Snow Day!

This past week has been absolutely lovely with 2 snow days and 1 more snow day for the students (but an optional workday for teachers).  The words “optional workday” should be read as “we don’t want you to stay home, but if you come in to work and slip and fall on the snow and ice that we haven’t removed yet, you can’t sue us; it was YOUR decision to come.”

The snow could not have come at a more opportune time for me.  I have been nursing a very bad cold that is trying desperately to turn into bronchitis, or worse.  The days of rest were exactly what I needed to stave off the worst.  I could take what, for all intents and purposes, were sick days without having to pay for a substitute teacher, lose sick days, or write 11 pages worth of lesson plans per day.  (By the time I’ve done all that, it’s really not worth it to stay home, which is why most teachers keep working when they’re sick.). However, these precious days of recuperation are not without their cost.

Now, most teachers live for snow days.  It just wouldn’t be a proper school year without one of these glorious little unexpected holidays.  However, MY colleagues were all moaning about the decision and wishing the days weren’t called.  There were various extenuating circumstances, like being in the middle of mid-year standardized testing and having report cards due, but the main reason is because for every snow day called, our school district will take away one of our annual leave days.  Keep in mind, we also still have to make the day up.  Two of our future teacher workdays have now been taken away and the children ordered to appear for school as usual.

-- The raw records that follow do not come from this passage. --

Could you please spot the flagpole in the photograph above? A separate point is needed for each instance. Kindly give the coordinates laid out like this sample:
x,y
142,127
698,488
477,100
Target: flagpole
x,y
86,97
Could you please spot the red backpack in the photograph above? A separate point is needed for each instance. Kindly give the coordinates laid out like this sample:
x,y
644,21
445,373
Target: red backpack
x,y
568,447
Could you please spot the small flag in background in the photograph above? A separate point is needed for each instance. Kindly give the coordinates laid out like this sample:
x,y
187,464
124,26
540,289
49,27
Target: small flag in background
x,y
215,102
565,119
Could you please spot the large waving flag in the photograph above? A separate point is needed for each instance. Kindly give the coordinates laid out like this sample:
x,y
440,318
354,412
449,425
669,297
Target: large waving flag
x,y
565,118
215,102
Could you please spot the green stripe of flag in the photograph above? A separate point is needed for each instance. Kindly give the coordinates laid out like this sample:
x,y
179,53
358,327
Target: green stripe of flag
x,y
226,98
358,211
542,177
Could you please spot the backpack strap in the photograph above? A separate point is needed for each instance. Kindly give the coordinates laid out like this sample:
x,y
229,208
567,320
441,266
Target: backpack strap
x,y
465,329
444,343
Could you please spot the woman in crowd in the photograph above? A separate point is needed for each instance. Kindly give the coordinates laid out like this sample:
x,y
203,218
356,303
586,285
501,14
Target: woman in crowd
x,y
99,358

Every other school district for which I have worked has built in snow days to their calendar.  They expect it will happen, and when it does, everybody just enjoys their little surprise respite from school free and clear.  Nobody has to make it up; nobody loses leave days; nobody gets hurt.

Because the leave days were taken from us, now many of us (including yours truly) will not have enough annual leave days to cover spring break (for which they also dock our annual leave time), even though we came in on the third day, walking precariously over the uncleared snow and ice in front of our school doors to be present and accounted for.  When we run out of our precious annual leave days, our pay will be docked.  I will be missing pay from my check that month, removed because I did not have enough annual leave, even though I won’t have been able to come in to my building to work either the snow or the spring break days, and despite the fact that I was even working on school duties while I was at home those days.

I swear, this school district makes an art form out of cheating its teachers out of their benefits and pay any way they can find.  When they can’t find a way, they invent a new way.  If only they would channel that energy for good purposes instead of evil, this might be a truly great place to go to school.